La violation du devoir d'information ne permet pas de retenir l'existence de la bonne foi de la recourante. La deuxième condition, à savoir celle de la situation difficile que pourrait engendrer le remboursement, n'a pas lieu d'être traitée, les conditions posées par l'art. 42 al. 1 LIASI étant cumulatives. Dès lors que l'une des conditions à la remise fait défaut, l'hospice a rejeté à juste titre la demande de remise.

Mal fondé, le recours sera donc rejeté.

Comme l'a indiqué l'hospice dans sa décision, la recourante conserve la possibilité, en cas de difficultés financières documentées, de contacter le service du recouvrement de l'hospice pour négocier la mise en place d'un plan de remboursement qui tienne compte de sa situation.

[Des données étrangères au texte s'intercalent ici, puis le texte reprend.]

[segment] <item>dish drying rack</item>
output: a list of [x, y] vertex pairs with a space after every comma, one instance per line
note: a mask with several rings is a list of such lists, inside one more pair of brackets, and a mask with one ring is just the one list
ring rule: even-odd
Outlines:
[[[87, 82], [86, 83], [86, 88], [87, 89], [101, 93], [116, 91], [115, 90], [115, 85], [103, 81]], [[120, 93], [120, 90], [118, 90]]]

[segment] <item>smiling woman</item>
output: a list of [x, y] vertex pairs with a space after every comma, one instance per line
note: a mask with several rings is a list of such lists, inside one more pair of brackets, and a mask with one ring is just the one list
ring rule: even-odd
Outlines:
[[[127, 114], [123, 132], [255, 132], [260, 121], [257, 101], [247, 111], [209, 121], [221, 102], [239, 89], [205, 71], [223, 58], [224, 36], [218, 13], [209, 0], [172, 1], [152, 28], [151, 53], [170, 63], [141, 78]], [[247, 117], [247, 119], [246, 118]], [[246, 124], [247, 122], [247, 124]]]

5) Vu la nature du litige, il ne sera pas perçu d'émolument (art. 87 al. 1 LPA et art. 11 du règlement sur les frais, émoluments et indemnités en procédure administrative du 30 juillet 1986 - RFPA - E 5 10.03). Aucune indemnité de procédure ne sera allouée à la recourante, qui succombe (art. 87 al. 2 LPA), étant précisé que sa demande d'assistance juridique a été rejetée.

 

* * * * *

PAR CES MOTIFS
LA CHAMBRE ADMINISTRATIVE

à la forme :

déclare recevable le recours interjeté le 3 juin 2020 par Madame A______ contre la décision de l'Hospice général du 24 avril 2020 ;

au fond :

le rejette ;

dit qu'il n'est pas perçu d'émolument ni alloué d'indemnité de procédure ;

dit que, conformément aux art. 82 ss de la loi fédérale sur le Tribunal fédéral du 17 juin 2005 (LTF - RS 173.110), le présent arrêt peut être porté dans les trente jours qui suivent sa notification par-devant le Tribunal fédéral, par la voie du recours en matière de droit public ; le mémoire de recours doit indiquer les conclusions, motifs et moyens de preuve et porter la signature du recourant ou de son mandataire ; il doit être adressé au Tribunal fédéral, Schweizerhofquai 6, 6004 Lucerne, par voie postale ou par voie électronique aux conditions de l'art. 42 LTF. Le présent arrêt et les pièces en possession de la recourante, invoquées comme moyens de preuve, doivent être joints à l'envoi ;

communique le présent arrêt à Madame A______ ainsi qu'à l'Hospice général.

Siégeant : Mme Krauskopf, présidente, M. Verniory, Mme Payot Zen-Ruffinen, juges.

Au nom de la chambre administrative :

le greffier-juriste :

 

 

F. Scheffre

 

 

la présidente siégeant :

 

 

F. Krauskopf

 

Copie conforme de cet arrêt a été communiquée aux parties.